En sus casi cinco años trabajando ahí, Alfred nunca había accedido al cuarto piso, y fue su colega el que le explicó que el lugar estaba bloqueado en casi la mitad de su extensión. Antaño, el cuarto piso correspondía a otra serie de recámaras un poco más espaciosa para los pacientes con necesidades intensivas, pero un accidente suscitado años atrás derrumbó toda el ala este, producto de un incendio repentino del que no tenían aún idea de cómo se provocó, y al final el ala que se salvó reservaba pocas habitaciones que eran más bien celdas de aislamiento para los enfermos peligrosos.

Fuera de ese detalle, el hospital funcionaba con toda normalidad, y Alfred ya estaba acostumbrado a las excentricidades de los pacientes. Por ejemplo, cuando el vigía lo dejó pasar y estacionó, notó que había una cara pegada al cristal, sonriendo ingenuamente; era un rostro enternecedor, la cara de un muchachito de pelo castaño que se pasaba la vida con los ojos cerrados, lo que hizo que por mucho tiempo pensaran que era ciego, pero sus motivos para permanecer así eran otros y se las había ingeniado para poder pasear por todos lados a ciegas. Cuando Alfred entró, escuchó unos golpeteos en el cristal y luego divisó cómo el muchachito era empujado por un hombre moreno que estaba ocupado lamiendo el cristal. El doctor suspiró y siguió su camino.

-Buen día, Elizabetha. –saludó a la mujer que estaba en la recepción. Ésta se encontraba enfrascada frente al pequeño televisor agitando los puños y viendo una guerra grecorromana en un ring.

-¡Machácalo, machácalo, idiota! Buen día doctor Jones… ¡Rómpele la maldita cara de una vez! Aquí tiene sus llaves…

Sin despegar la vista del televisor, la mujer le tendió unas llaves que correspondían a su oficina; Alfred, sonriendo amablemente, miró la pelea y comentó:

-Es Vlad, ¿no es así?

-Correcto. Vladimir contra Scott, el peso pesado y campeón de Escocia… ¡estúpido muérdelo, muérdelo…! Aaaah… ya qué. –la mujer hizo un gesto de desencanto al ver cómo su luchador favorito terminaba aplastado por el peso del escocés.

Alfred continuó su caminata hasta las escaleras que lo conducían a las oficinas, pero escuchó un topetazo y vio cómo la puerta de la sala se abría, dejando paso a Arthur Kirkland, su colega y también amigo.

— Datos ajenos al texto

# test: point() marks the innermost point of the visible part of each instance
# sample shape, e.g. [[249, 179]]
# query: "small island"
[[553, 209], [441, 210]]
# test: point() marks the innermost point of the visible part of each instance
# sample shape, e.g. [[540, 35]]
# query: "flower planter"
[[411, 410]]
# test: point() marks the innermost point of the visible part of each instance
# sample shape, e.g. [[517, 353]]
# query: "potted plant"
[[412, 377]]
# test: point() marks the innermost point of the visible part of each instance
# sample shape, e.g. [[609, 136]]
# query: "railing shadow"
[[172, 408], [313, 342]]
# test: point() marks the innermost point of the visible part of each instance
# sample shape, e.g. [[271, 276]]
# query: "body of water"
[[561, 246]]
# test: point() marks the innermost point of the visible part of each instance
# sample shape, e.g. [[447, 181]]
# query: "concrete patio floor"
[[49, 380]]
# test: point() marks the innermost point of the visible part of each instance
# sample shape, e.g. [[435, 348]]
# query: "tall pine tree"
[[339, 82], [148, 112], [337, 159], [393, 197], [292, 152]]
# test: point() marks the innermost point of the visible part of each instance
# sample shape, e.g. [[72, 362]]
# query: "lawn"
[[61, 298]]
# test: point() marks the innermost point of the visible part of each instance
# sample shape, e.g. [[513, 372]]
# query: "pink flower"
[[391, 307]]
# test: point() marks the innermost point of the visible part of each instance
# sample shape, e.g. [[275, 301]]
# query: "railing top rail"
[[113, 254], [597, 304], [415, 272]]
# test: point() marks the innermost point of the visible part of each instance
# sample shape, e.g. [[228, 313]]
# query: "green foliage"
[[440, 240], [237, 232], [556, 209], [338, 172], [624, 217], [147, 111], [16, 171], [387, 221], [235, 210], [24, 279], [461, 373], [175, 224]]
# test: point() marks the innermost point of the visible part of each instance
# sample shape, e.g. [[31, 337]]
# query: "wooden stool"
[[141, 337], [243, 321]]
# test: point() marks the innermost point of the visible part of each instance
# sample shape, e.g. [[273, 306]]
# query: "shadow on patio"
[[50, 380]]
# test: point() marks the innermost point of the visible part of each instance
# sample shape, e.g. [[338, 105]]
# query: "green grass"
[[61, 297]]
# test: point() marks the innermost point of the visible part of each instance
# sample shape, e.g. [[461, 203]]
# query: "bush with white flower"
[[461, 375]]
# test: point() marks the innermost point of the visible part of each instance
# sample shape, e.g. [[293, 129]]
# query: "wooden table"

El doctor Kirkland era una cabeza más bajo que él, pero tenía el mismo pelo rubio despeinado y lacio, unos ojos esmeraldas refulgentes y unas cejas extremadamente gruesas. Al verlo en tal estado de exasperación, Alfred detuvo su marcha.

-Hola, Arthur… ¿qué pasa, problemas de nuevo?

-Lo de siempre, Alfred. Sadiq continúa lamiendo las ventanas pero se ha salvado por poco… hay un cristal estrellado y casi se rebana la lengua. –repuso con enfado. –Oye, Al, ¿te importaría echarles un vistazo? Debo devolver una llamada urgente y…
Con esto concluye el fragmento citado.